Короткие гудки говорили о том, что эти бравые парни уже бросились на помощь попавшим в беду. Только в их мире чистогана, говорят, даже «скорые» платные.  А, наверняка, советская пропаганда: как у психа, считающего себя собакой, можно взять деньги. Минут через пять подкатила белая машина с надписью «Швидка допомога». Из нее вылезли два краеугольных парня и один худенький, вероятно, врач.
- Кто вызывал? – спросил худенький, заикаясь.
- Я.
- А для кого?
- Для меня.
- А что с тобой?
- Я псих, я на людей бросаюсь в образе собаки. Вот – Гав-гав!
- Не верю, - по-станиславски ответил заика, - с вас штраф за ложный вызов.
- Во-первых, я действительно психически болен, а во-вторых, у меня нет ваших долбанных долларов.
- Так он же просто пьян! – вмешался в разговор один из краеугольных.
- Точно, его ментам надо сдать, в вытрезвитель, - поддержал другой и стал осторожно придвигаться ближе, как тигр перед прыжком.
Но его намерение было разгадано, и улицу сотряс истошный крик: «Свободу! Прекратить расовую дискриминацию, долой гонку вооружений, да здравствует коммунизм во всем мире!»
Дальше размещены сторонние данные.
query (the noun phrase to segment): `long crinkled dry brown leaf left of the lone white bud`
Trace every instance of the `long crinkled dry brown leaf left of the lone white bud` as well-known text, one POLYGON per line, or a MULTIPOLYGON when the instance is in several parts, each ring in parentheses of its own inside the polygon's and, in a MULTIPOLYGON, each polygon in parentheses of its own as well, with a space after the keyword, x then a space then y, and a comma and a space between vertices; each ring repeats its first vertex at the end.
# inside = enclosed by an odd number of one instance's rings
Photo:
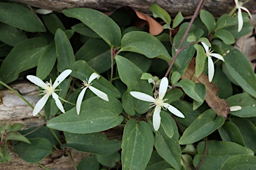
POLYGON ((207 90, 205 101, 207 104, 215 110, 218 116, 222 116, 227 119, 227 114, 230 113, 229 105, 226 100, 221 99, 217 96, 219 89, 213 82, 209 82, 209 78, 206 74, 202 73, 199 78, 195 77, 195 58, 191 60, 189 63, 189 67, 187 68, 185 74, 181 76, 182 79, 191 79, 196 83, 205 84, 205 88, 207 90))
Отодрать человека от телефонной будки – вообще задача трудная, особенно, если тот уцепился руками и уперся ногами, и тем более, если он обмотал свою шею проводом телефонного кабеля, и только возглас заики «Нет, по-моему, это наш пациент» сделал эту процедуру легкой и подозрительно быстрой.
Путешествие по городу было недолгим, но утомительным, особенно для краеугольных, так как им приходилось то и дело успокаивать больного, пытавшегося заглянуть в окна машины. И только под конец пути он успокоился и мирно уснул.